В своей первой книге Волошин предстал как поэт символистского синтеза. Со «старшими» выразителями школы (Брюсовым, Бальмонтом) его роднили любовь к западноевропейским предтечам и прообразам, ориентация на французских модернистов, мировоззренческий «протеизм», тяготение к риторической пафосности и виртуозной отделке стиха; с «младшими» (Белый, Блок) — религиозно-философские и «тайнозрительные» устремления, неукоснительный автобиографизм, поэтическая мифологизация индивидуальной судьбы в соответствии с критериями «жизнестроительства». Волошин никогда не присоединялся к ригористическим попыткам «младших» преодолеть «самоценность» искусства, подчинить символистскую эстетику теургическим задачам — и в то же время он никогда не мог бы повторить вслед за Брюсовым: «Быть может, всё в жизни лишь средство // Для ярко-певучих стихов» («Поэту», 1907). «Близкий всем», Волошин действительно в каких-то отношениях оставался «всему чужой»; «всемирная отзывчивость» — вполне в традиции величайшего из русских литературных пращуров — не мешала ему сохранять свое, вызывающе свое лицо, и эта суверенность личности принципиально отличала волошинский поэтический синтез от эпигонской эклектики, в пору появления «Стихотворений. 1900–1910» уже звучавшей дружным и громким хором.
На выход в свет своего первого сборника Волошин отозвался написанным в марте 1910 г. стихотворением с недвусмысленным заявлением в первой строке: «Теперь я мертв. Я стал строками книги…» Это стихотворение открывает вторую часть его итогового поэтического свода, «Selva oscura», так и не опубликованную отдельным изданием, «Темный лес» (selva oscura) — образ, восходящий к первым строкам «Божественной Комедии»: в «темном лесу» очутился Данте, «земную жизнь пройдя до половины» («Nel mezzo del cammin di nostra vita //Mi ritrovai per una selva oscura»). Серединой человеческой жизни Данте считал тридцатипятилетний возраст; в начале 1910-х гг. Волошин приблизился к этому рубежу. Большой период личностного становления оставался позади, ощущался жизненный полдень. Пора осознанной зрелости оказалась для Волошина на определенное время, обозначенное периодом создания большинства стихотворений из «Selva oscura»: 1910–1914, — своего рода творческим промежутком: принципиально новые внутренние импульсы еще не овладели им, хотя исправно действовали прежние…

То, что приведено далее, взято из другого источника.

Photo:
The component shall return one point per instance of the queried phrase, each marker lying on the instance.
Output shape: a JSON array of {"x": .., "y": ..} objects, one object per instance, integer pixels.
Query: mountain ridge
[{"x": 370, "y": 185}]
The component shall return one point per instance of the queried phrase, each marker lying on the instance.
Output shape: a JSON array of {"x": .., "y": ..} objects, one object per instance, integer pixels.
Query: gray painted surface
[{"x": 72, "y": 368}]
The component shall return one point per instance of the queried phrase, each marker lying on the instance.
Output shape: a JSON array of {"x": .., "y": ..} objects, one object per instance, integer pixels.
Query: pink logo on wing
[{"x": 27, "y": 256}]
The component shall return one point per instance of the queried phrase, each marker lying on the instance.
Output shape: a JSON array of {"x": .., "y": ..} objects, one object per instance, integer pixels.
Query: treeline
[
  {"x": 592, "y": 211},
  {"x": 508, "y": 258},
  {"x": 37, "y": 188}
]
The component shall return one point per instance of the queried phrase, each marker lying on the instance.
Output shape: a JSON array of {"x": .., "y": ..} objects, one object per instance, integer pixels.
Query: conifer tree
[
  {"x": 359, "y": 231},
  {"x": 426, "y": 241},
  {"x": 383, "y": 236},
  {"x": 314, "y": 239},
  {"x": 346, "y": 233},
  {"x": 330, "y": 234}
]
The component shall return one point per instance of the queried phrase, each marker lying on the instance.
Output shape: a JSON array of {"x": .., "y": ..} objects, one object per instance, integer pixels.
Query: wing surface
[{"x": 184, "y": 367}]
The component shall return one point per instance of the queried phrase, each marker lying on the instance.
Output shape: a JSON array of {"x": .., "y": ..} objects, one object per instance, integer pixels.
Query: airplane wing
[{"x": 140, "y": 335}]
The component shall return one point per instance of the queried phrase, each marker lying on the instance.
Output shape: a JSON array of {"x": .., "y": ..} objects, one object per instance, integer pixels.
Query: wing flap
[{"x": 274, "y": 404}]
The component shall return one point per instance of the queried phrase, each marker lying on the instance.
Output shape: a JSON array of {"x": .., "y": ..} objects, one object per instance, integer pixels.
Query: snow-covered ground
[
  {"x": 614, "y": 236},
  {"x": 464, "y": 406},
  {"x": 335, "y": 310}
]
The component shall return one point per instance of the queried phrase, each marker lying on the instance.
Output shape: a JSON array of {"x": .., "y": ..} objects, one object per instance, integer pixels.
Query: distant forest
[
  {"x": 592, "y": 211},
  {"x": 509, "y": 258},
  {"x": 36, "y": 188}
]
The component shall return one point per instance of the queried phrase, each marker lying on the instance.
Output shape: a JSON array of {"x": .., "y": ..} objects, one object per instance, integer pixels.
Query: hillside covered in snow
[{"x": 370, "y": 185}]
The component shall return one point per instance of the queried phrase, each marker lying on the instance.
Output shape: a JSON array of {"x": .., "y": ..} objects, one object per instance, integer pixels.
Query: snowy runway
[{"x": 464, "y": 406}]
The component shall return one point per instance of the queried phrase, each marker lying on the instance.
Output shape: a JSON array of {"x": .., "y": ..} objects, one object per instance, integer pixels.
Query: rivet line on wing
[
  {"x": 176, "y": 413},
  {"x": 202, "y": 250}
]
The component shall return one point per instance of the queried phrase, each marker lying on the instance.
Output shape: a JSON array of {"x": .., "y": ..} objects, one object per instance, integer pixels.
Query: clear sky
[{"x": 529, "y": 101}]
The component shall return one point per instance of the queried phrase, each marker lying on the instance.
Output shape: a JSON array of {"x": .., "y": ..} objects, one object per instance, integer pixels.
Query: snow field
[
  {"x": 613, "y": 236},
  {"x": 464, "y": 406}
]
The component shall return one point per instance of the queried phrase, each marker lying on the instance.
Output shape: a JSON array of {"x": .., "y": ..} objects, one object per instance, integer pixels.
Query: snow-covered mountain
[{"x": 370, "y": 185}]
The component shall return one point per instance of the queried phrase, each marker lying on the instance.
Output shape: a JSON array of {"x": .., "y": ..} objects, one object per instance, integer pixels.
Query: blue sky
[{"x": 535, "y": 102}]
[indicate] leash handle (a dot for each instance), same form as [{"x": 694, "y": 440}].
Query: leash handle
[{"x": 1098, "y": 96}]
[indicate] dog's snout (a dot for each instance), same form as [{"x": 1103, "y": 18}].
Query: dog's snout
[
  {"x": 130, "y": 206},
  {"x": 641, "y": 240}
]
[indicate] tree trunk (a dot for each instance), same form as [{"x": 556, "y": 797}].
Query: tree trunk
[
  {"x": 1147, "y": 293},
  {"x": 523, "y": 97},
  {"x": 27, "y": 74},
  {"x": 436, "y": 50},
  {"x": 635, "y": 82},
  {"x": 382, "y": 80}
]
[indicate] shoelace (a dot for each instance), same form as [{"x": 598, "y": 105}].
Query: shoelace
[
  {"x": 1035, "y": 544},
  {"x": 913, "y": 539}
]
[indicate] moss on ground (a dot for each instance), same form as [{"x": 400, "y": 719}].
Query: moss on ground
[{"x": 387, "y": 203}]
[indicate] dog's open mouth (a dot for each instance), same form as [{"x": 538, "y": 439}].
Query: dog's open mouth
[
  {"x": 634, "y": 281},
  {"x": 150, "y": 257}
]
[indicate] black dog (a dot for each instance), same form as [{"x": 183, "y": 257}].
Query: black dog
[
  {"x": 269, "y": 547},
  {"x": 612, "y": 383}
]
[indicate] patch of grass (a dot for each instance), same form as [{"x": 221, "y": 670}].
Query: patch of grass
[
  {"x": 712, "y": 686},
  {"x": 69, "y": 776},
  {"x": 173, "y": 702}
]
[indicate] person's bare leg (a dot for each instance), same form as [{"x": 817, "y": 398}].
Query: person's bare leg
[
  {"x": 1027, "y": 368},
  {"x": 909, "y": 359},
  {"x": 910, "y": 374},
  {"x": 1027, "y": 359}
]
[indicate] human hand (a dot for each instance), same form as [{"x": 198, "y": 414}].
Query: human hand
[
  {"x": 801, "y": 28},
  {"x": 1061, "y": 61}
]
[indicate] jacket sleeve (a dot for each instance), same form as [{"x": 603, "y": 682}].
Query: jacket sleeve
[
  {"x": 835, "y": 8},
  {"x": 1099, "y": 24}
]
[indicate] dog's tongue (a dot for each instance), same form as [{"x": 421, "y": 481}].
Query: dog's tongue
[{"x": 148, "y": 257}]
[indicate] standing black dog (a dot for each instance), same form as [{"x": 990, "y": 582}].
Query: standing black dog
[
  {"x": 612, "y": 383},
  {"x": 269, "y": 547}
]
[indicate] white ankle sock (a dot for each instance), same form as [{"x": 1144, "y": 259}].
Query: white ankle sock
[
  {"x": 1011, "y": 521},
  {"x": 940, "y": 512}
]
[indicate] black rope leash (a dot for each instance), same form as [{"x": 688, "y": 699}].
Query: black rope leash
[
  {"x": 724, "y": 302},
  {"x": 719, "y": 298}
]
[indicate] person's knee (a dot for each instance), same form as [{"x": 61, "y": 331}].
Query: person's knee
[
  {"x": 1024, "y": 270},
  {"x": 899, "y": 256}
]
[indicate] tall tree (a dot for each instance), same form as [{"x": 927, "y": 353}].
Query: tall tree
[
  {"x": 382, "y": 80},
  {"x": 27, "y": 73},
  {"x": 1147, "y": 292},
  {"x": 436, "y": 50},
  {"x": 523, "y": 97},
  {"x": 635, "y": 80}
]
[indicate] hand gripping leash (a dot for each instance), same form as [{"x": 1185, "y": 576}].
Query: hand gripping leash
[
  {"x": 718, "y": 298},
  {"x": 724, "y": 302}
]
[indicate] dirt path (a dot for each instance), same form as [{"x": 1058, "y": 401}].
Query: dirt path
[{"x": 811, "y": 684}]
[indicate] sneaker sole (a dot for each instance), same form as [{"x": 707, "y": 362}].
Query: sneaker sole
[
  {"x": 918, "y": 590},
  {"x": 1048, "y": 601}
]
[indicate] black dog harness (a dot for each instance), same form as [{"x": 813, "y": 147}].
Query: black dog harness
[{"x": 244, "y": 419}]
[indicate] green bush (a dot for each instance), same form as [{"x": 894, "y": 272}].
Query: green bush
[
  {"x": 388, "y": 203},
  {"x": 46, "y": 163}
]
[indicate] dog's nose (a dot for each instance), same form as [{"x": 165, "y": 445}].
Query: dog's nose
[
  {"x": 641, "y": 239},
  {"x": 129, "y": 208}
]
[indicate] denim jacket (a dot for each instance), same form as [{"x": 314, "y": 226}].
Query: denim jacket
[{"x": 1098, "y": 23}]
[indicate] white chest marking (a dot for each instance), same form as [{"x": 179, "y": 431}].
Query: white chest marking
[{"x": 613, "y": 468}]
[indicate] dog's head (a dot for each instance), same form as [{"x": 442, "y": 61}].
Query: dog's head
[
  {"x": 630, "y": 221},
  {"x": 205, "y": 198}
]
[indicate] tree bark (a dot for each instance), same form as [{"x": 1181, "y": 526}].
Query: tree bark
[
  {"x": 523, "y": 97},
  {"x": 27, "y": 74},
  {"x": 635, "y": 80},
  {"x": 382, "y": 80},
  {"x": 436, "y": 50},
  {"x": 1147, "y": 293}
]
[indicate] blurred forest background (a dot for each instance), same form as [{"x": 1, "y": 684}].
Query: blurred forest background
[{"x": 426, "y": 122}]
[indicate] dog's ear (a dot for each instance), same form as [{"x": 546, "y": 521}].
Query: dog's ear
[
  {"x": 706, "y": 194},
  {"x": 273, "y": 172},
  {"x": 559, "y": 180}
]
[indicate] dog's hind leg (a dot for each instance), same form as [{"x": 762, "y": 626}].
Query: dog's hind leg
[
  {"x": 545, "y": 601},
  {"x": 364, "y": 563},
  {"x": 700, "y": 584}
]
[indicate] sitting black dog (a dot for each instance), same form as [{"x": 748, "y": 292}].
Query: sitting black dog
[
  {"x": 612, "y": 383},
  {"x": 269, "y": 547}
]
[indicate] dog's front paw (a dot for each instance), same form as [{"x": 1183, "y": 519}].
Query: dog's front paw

В целом для символистского движения второе десятилетие века, после периода «направленческой» консолидации и активных творческих осуществлений, явилось порой «безвременья», сказывавшегося и на судьбе «школы» как таковой (начался разброд в среде приверженцев, обозначились энергичные стремления к «преодолению символизма» со стороны новообразовавшихся поэтических течений), и на характере литературной деятельности символистов; «новое» в творчестве Брюсова, Сологуба, Вяч. Иванова и др. не слишком много добавляет к «старому», уже определившемуся, часто рождается силой инерции прежних достижений. Не миновало это поветрие и поэзию Волошина. Определение «Твой утомленный лик <…> на фоне Ренессанса» из его стихотворения «В янтарном забытьи полуденных минут…» (1913), непосредственно относящееся к шекспировской Порции из «Венецианского купца», могло восприниматься и как одно из отражений образа автора. Стихи, собранные в «Selva oscura», звучат как эхо, рожденное первой книгой Волошина; в лучшем случае — как новые, порой даже более виртуозные вариации на уже исполнявшиеся темы. В течение ряда лет поэт остается в кругу ранее обозначенных тематико-стилевых границ и ориентиров; новые творческие усилия приводят не столько к развитию и видоизменению, сколько к возобновлению прежнего. Эта особенность проявлена даже в композиции «Selva oscura»; похоже, что, формируя книгу, Волошин стремился подчеркнуть зеркальные соответствия с первым сборником: открывающему «Стихотворения. 1900–1910» разделу «Годы странствий» в «Selva oscura» соответствует раздел «Блуждания» (композиционное подобие усилено смысловой перекличкой), циклу «Киммерийские сумерки» — цикл «Киммерийская весна»; обе книги завершаются венками сонетов (в «Selva oscura», правда, после «Lunaria» следует «поэтический символ веры» Волошина — стихотворение «Подмастерье»), также отражающимися друг в друге: общность философско-оккультной проблематики и единый символический метод позволили Волошину в сборнике своих избранных стихотворений «Иверни» объединить «Corona astralis» и «Lunaria» в «Двойной венок».